Goods are often transported by a carrier having some form of platform or bunk upon which the goods are placed, such as, but not limited to, a flat bed trailer. The goods must be secured in order to prevent any moving or shifting which could damage the goods and cause unsafe driving conditions. Various tie down assemblies have been developed for the purpose of securing goods being transported on a carrier.
The tie down straps are typically fastened and tensioned with the aid of a winch having a manual ratchet mechanism. Such ratchet mechanisms are known in the art, for example, as shown in U.S. Pat. Nos. 4,045,002 and 5,853,164, and may be used for several fastening applications. The inherent limitation with these systems is the lack of monitoring and appropriate automatic adjustment of the strap tension during transit. This problem is a very common concern for flatbed trailers carrying cargo for the transportation industry. Operators are left wondering if they have adequately secured their cargo before departure and especially during transit, when the contents may shift slightly, adversely impacting on the tension of the strap and on the load distribution. Another weakness with the manual ratchet mechanism is the risk of injury to the operator. To manually secure tie downs, operators have to exert large forces, which often lead to physical injury.
An automatic take-up winch is taught in U.S. Pat. No. 4,036,476 to Douce. The Douce device employs an actuating unit that advances the winch by applying force on the teeth of the ratchet wheel, one tooth at a time. While the automatic take-up winch of the '476 patent overcomes the deficiency of the strictly manual winches, it suffers from a number of its own deficiencies. For example, because the Douce winch relies on the direct application of force against a tooth of the ratchet wheel, the force required is very high. The device therefore requires a strong source of pressure, which can be problematic given the small amount of available space below the carrier. In addition, the Douce invention is susceptible to failure as a result of debris build-up on the ratchet wheel teeth since the actuating unit needs to directly engage each tooth. The constant force being applied to the teeth also leads to increased wear of the teeth such that over time they will require replacement. Furthermore, the entire actuating unit and winch is one pre-formed unit such that the actuating unit may not be used in association with the winches that are already mounted on a carrier.

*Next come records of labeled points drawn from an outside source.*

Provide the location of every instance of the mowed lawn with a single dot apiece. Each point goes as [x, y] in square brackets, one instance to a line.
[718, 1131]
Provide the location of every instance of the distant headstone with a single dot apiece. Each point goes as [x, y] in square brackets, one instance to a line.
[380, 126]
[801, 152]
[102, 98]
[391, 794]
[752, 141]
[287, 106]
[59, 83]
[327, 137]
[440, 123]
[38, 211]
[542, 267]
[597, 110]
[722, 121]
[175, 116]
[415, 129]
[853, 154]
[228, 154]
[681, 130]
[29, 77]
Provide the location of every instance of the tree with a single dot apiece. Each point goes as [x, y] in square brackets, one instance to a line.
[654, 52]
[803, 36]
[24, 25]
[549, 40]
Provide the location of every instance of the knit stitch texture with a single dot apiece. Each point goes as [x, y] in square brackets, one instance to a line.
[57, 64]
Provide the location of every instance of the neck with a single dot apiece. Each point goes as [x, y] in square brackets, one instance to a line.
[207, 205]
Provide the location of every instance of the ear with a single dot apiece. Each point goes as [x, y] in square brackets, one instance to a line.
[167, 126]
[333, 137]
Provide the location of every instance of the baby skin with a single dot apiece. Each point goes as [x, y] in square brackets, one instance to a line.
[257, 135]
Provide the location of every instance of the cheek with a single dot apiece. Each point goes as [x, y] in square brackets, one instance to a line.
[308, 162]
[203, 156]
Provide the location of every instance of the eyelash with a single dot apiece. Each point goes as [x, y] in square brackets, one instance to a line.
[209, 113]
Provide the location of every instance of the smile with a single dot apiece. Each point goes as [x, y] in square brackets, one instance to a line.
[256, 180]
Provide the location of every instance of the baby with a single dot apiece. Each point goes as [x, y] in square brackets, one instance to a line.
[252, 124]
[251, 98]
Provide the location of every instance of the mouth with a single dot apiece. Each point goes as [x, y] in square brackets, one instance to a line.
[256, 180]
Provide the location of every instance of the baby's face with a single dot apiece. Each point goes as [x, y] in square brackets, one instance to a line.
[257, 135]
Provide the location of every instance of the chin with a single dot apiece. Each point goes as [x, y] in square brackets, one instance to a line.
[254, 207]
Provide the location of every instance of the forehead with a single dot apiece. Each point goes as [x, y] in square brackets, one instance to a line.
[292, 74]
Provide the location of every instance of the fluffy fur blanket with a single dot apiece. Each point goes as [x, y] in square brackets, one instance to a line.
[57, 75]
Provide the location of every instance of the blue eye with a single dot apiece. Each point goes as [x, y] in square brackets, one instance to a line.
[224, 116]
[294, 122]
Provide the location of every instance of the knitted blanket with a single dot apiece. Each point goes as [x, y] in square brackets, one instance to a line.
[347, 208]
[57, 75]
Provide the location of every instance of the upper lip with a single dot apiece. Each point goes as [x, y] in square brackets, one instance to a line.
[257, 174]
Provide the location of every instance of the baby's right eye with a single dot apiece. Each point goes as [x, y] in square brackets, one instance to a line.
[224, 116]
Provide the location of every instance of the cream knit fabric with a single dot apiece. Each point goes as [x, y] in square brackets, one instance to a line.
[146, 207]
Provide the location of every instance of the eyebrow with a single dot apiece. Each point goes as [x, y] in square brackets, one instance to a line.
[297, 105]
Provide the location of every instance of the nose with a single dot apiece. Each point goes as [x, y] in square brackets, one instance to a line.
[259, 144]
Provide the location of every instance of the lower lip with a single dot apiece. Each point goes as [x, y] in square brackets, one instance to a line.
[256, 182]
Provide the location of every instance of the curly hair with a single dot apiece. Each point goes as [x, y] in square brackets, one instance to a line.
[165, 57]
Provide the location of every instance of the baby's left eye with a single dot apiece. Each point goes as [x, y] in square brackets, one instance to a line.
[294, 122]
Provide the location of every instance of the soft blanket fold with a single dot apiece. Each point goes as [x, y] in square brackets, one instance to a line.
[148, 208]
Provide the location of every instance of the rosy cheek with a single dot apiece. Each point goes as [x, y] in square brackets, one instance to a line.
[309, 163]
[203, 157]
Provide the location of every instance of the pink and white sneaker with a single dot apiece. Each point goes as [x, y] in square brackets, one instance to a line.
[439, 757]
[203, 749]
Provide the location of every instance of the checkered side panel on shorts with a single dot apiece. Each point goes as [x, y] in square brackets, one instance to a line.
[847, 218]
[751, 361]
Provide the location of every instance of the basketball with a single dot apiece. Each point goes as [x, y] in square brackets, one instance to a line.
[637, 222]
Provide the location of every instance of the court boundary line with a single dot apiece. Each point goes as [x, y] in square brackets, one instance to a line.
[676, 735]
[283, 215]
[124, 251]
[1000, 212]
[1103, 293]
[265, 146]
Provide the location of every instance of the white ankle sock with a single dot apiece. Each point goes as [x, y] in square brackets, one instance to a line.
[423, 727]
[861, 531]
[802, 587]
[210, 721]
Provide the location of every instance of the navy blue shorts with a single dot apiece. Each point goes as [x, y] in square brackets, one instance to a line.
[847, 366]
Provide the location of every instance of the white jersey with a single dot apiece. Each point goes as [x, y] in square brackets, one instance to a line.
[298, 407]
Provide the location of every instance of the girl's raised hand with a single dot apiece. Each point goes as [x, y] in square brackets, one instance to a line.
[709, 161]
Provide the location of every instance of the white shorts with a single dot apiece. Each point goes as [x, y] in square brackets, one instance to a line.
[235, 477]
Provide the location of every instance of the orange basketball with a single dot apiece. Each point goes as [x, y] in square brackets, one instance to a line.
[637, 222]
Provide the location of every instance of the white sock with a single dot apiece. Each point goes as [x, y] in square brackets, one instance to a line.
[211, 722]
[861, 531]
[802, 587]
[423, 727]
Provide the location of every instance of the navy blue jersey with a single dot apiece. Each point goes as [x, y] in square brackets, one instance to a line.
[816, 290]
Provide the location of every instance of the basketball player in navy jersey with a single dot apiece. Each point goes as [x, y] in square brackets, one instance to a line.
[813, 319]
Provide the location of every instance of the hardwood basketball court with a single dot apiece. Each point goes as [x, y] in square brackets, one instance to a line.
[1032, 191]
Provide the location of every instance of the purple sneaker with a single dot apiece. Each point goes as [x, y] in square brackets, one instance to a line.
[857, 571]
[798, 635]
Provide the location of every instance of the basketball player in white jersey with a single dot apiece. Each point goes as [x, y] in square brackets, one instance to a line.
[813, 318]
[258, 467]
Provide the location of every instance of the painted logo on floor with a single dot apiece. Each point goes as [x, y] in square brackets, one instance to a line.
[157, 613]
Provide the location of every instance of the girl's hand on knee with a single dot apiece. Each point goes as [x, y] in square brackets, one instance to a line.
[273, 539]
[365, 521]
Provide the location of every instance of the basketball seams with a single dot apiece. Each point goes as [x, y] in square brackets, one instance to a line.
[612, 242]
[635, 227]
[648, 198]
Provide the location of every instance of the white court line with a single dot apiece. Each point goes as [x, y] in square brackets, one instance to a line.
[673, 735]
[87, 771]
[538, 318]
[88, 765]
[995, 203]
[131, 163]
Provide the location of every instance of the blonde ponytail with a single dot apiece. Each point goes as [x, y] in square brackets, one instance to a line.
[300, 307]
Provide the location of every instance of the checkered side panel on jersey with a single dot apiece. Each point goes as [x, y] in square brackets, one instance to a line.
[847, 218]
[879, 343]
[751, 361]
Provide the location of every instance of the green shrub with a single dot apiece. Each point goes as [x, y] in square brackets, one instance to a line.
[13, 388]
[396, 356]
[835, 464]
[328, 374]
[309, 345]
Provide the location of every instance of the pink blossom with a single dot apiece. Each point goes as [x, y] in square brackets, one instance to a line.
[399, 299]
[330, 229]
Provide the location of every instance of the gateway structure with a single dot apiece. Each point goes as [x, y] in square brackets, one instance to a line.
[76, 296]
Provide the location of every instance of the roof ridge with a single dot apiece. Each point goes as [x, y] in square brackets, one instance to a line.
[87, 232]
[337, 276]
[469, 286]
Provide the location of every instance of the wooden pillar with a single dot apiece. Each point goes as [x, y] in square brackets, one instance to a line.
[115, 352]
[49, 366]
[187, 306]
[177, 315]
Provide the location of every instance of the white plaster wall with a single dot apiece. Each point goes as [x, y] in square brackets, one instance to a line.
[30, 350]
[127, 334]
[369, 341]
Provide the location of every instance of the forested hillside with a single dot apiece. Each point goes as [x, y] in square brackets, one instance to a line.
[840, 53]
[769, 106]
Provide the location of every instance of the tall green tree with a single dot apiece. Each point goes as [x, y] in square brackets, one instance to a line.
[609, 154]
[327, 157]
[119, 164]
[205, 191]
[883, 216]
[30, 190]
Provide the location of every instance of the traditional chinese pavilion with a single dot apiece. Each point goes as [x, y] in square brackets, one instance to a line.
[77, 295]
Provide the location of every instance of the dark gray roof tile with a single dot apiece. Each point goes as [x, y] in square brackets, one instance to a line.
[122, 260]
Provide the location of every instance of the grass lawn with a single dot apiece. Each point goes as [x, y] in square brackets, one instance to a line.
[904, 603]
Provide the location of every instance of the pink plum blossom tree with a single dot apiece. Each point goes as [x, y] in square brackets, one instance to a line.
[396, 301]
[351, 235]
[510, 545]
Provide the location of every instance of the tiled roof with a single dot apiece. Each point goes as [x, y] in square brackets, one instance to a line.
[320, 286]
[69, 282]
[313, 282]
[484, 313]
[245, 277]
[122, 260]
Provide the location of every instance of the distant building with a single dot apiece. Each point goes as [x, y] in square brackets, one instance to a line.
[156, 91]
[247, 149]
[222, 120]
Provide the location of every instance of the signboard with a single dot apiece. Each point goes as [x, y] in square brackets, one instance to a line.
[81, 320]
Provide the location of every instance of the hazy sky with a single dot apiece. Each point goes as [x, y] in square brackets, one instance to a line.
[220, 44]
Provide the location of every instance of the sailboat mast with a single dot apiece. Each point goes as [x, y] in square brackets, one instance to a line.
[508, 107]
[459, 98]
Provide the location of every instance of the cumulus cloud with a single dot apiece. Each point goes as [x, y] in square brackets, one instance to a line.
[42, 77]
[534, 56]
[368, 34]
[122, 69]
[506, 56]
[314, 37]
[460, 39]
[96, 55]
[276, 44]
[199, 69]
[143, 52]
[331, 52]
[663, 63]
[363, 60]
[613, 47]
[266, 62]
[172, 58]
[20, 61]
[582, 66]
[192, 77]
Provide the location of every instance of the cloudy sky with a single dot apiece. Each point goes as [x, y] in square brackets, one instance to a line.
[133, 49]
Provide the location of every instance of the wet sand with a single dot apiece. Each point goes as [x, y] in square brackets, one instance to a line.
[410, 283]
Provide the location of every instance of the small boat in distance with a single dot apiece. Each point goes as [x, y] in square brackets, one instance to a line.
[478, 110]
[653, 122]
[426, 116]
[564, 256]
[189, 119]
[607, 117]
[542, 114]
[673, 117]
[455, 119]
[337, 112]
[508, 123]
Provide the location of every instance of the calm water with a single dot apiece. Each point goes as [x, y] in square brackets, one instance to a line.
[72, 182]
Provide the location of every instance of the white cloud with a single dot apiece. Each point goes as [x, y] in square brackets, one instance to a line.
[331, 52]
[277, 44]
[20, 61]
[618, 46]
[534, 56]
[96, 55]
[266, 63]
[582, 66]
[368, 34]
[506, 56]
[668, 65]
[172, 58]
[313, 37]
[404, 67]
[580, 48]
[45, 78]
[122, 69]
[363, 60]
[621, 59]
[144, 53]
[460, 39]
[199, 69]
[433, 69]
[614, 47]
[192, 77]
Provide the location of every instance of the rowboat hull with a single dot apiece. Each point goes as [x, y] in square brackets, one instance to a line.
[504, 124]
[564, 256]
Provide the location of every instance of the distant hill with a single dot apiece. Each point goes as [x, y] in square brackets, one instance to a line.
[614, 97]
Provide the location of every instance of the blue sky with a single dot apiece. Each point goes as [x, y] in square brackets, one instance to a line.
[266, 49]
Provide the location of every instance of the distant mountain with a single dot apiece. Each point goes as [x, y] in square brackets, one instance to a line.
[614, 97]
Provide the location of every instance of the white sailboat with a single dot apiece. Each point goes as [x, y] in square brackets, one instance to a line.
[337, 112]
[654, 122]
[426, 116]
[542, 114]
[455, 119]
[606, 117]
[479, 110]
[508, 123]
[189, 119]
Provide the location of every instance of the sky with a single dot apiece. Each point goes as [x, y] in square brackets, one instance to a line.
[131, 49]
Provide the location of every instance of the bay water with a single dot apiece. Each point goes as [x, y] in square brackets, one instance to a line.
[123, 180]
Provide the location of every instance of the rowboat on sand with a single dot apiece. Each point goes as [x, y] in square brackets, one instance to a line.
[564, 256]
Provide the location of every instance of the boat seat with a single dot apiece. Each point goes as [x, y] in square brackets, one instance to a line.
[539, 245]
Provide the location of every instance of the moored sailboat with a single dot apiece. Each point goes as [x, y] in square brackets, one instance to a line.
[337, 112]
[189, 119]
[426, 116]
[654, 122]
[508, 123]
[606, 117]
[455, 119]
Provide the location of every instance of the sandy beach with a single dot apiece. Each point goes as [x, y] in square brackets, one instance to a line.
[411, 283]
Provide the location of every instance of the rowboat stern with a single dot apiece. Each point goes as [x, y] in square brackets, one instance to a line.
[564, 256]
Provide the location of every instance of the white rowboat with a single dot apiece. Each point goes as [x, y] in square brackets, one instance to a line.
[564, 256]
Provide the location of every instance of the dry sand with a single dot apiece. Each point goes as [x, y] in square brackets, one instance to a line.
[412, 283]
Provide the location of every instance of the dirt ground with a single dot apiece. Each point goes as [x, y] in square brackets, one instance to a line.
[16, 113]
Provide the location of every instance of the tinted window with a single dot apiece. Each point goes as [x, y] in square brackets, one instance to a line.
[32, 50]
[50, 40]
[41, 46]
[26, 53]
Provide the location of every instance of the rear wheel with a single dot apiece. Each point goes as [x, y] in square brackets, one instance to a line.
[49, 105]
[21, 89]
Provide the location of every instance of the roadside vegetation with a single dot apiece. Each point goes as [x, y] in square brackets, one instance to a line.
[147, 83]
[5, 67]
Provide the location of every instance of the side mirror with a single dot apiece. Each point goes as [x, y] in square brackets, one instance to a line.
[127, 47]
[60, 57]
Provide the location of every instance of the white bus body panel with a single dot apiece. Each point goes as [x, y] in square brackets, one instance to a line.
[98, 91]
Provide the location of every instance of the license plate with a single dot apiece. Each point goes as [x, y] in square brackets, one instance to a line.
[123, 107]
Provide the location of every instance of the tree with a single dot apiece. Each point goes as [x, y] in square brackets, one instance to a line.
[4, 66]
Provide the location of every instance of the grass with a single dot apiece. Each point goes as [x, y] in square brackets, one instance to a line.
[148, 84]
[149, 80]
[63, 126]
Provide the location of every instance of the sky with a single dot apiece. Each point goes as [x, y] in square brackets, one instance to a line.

A further strap tensioning system is taught in International Publication Number WO 03/013906 filed by Brunet. The Brunet application teaches a strap winch device for automatically tightening a strap to a pre-selected tension. A number of the winch devices are fitted on a flat bed trailer and are connected to a single fore and aft drive shaft which extends along the side of the trailer. The drive shaft is driven by a motor to tighten any straps that require tightening. Each winch device has a clutch mechanism to prevent the motor from overheating once a set tightening torque threshold has been reached. The device is also equipped with a manual clutch override so that an operator can release the tension of a given winch device whenever necessary. The clutch assembly has a discoid casing having a number of deep cylindrical radial recesses. Spring loaded spheroid bodies are sized to fit into the radial recesses. The discoid casing is fitted within a ring gear powered by the drive shaft. The ring gear has shallow, arcuate recesses within which the spheroid bodies may be fitted. Power from the motor is transferred from the shaft to the ring gear and from the ring gear to the discoid casing. The discoid casing has a small gear wheel anchored to it which in turn transfers rotational force to the tensioning gear thereby tightening the strap. Once the strap has been tightened to a set torque threshold, the radial springs inside the discoid casing will yieldingly move radially inwardly thereby releasing the frictional interlock between the discoid casing and the ring gear. Once this pre-selected tension level has been achieved, while the electric motor continues to rotate the shaft and the ring gear, rotational forces are no longer transferred to the discoid casing.
The Brunet device suffers from a number of drawbacks. It requires power from an electric motor. The motor must be sufficiently powerful to operate all winches at the same time, as they are linked in series. Should the motor fail, none of the winches will work. Similarly, the system will only operate when the motor is running. In addition, the complex gear system and clutch of the Brunet device will make identifying any problems with the system difficult and ongoing maintenance costly and time consuming. The shaft driving the devices runs along the length of the side of the trailer and would be susceptible to having objects getting wrapped around it and hindering its ability to rotate. Finally, it would be difficult to retro-fit existing trailers with the Brunet system due to the complex nature of the mechanism and limited space under the trailer for attachment likely requiring the removal of any existing winches.
Accordingly, it is an object of an embodiment of the present invention to provide an automated tie down device having a torque transfer mechanism that can easily be released without the use of any strenuous effort by the operator.
It is an object of an embodiment of the invention to provide an automated tie down device powered by pneumatics without the use of electronics.
It is a further object of an embodiment of the present invention to overcome the deficiencies noted above. Other objects of the invention will be apparent from the description that follows.